PERPPU Pembubaran Ormas – Baru dibuat, langsung digugat

0
Perppu pembubaran Ormas
Menteri Koordinator Politik, Hukum, dan Keamanan Wiranto

Perppu Pembubaran Ormas, Nomor 2 Tahun 2017 yang mengatur tentang Organisasi kemasyarakatan telah diumumkan oleh Menkopolhukam Wiranto. Perppu ini memberikan kewenangan kepada Kementerian Hukum dan HAM untuk mencabut izin ormas yang menentang Pancasila

Perppu ini ada untuk menggantikan UU Nomor 17 Tahun 2013 tentang Oganisasi Kemasyarakatan. Menurut Wiranto, ada beberapa kekurangan dalam UU Ormas yang ada, sehingga dianggap tidak lagi memadai.

Salah satunya adalah UU Ormas tidak mengatur tentang pemberian izin dan pencabutan izin, seharusnya berasal dari lembaga atau institusi yang sama.

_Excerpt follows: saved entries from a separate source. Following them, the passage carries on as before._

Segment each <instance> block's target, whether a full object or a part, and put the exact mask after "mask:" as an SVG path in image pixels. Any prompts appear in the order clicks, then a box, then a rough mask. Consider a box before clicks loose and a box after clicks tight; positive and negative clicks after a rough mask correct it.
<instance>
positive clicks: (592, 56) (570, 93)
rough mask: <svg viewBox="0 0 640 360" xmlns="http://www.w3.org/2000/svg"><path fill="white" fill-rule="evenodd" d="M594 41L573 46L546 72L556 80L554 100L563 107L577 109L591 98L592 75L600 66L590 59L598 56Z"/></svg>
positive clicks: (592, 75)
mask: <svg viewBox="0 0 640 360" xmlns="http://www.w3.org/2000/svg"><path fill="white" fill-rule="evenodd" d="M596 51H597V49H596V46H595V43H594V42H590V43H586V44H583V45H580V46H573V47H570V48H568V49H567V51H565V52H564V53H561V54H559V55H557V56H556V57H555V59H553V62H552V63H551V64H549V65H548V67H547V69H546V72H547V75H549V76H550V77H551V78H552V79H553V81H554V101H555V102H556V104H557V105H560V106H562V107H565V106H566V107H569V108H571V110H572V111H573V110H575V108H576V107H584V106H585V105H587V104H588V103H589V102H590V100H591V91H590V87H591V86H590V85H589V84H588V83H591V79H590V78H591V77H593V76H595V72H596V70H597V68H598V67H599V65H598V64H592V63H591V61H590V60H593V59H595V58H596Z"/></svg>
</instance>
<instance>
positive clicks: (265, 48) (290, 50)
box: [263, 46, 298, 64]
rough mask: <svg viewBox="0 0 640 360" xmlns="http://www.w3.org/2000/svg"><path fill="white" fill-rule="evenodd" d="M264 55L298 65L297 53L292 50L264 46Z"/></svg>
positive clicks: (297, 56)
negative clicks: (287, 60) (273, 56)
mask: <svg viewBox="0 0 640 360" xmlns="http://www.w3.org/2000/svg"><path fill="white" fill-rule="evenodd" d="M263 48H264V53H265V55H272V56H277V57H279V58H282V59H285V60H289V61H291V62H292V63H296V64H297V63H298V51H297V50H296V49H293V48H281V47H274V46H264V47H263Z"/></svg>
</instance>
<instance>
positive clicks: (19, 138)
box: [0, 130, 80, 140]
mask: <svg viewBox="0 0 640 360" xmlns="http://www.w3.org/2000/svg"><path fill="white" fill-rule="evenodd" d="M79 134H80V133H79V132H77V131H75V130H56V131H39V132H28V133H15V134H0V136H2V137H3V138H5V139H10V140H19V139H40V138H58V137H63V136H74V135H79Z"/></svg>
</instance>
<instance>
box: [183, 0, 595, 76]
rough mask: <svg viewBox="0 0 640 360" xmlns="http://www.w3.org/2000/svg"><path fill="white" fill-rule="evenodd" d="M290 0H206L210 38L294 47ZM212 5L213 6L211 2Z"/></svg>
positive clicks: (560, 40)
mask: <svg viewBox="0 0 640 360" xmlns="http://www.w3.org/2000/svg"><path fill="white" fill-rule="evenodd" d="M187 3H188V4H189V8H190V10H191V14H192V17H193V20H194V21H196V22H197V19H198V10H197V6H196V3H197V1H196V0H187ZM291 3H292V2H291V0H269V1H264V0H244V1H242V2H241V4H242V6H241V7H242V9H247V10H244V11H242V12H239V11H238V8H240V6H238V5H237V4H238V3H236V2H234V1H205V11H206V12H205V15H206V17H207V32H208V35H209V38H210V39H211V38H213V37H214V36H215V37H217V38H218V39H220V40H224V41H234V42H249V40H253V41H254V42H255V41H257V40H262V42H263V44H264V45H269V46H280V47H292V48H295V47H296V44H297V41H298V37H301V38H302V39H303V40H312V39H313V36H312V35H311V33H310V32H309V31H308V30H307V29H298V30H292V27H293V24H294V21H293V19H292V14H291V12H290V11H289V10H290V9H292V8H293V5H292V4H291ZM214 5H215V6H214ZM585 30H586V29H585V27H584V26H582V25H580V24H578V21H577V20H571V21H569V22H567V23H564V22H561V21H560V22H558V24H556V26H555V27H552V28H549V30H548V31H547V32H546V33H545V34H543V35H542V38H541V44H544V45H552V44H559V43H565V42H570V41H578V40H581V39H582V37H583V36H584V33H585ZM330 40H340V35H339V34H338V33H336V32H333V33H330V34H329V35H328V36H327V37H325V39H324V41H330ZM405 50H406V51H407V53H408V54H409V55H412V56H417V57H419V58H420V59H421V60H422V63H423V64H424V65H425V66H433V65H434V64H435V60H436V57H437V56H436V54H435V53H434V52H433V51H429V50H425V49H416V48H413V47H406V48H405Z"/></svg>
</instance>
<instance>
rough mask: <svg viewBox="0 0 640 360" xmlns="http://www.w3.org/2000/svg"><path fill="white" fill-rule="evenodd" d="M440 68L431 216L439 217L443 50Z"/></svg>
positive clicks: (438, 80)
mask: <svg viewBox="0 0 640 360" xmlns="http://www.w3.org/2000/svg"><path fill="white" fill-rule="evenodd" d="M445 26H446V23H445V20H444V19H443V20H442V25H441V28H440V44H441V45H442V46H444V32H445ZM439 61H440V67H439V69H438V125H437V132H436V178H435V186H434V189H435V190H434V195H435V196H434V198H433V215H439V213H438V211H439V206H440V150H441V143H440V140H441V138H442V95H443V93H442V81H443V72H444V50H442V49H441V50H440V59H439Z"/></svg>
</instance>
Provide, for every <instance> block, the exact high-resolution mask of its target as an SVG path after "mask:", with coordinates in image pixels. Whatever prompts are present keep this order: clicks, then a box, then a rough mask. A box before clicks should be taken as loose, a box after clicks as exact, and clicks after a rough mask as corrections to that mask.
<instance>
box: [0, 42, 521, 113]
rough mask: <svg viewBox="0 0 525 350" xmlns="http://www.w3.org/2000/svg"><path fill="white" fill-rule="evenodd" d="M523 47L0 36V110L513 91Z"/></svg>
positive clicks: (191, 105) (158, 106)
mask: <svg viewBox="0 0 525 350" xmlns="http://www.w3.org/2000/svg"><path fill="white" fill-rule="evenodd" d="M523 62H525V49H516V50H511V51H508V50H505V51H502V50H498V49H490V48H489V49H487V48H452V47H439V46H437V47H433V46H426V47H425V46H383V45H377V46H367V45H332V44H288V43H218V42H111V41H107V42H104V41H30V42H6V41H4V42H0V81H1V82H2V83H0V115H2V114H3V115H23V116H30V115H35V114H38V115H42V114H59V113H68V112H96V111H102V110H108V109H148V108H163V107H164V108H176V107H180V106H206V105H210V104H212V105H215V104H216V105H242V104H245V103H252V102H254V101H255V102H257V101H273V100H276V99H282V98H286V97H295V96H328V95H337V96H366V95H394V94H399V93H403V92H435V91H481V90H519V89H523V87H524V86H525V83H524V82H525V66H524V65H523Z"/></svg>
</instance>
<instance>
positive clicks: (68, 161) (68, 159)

UU Ormas yang ada dianggap Wiranto masih kurang memadai dalam memberikan definisi tentang ajaran atau tindakan yang dianggap bertentangan dengan Pancasila. Dalam UU Ormas, hanya dituliskan bahwa yang bertentangan dengan Pancasila adalah ateisme, komunisme, dan marxisme-leninisme.

“Ada ajaran lain yang bisa menggantikan dan bertentangan dengan Pancasila, diarahkan untuk mengganti Pancasila, mengganti eksistensi NKRI. Itu tidak tercakup dalam undang-undang,” kata Wiranto.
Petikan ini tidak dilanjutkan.